Bactrim DS 800-160
Safety of Adverse Events:
Because this drug is not intended for human use, it is not meant to be used when the patient is in need. However, if there is an indication for a potentially significant risk to the health of the patient, it may be appropriate to seek medical attention.
The following side effects were reported in patients not requiring antibiotics despite prior use of Bactrim:
Erythema multiforme and pulmonary edema/epigastric ulcer
Hepatosintolerance, with or without renal impairment
Liver or renal disease in patients with history of use ≥ 8 weeks, including > 7 consecutive days within 1 week period of Bactrim.
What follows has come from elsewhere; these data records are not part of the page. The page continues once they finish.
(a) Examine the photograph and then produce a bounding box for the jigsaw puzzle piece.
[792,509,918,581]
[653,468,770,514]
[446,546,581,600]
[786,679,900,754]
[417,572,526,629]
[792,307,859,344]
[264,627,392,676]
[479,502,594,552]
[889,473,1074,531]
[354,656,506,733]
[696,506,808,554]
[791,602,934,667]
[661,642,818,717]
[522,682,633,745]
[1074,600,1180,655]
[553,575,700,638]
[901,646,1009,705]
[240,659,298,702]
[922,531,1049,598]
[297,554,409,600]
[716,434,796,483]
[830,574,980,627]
The following side effects have been reported when the side-effect profile (SAD) changed over time:
An increased risk of death or permanent disability due to the patient being at increased risk of sudden cardiac death and sudden cardiac arrest
Encephalocele, although no data are available, which is more likely due to the higher prevalence of these types of cases in patients who may have received treatment as part of Bactrim therapy (e.g., at higher doses, for treatment of other respiratory infections or viral infections) than due to changes in the number of instances resulting from Bactrim therapy, bactrim ds 800-160.
Decreased quality of life in patients with ECTA associated with reduced patient compliance or decreased adherence to therapy. (See patients with ECTA associated with decreased quality of life).
Injection of Bactrim into the A single dose is used for each patient, typically one dose in a 2-hour period. Antibiotics are recommended for the treatment of bacterial overgrowth (BOP) caused by certain strains of Gram-negative bacteria, such as Clostridium difficile.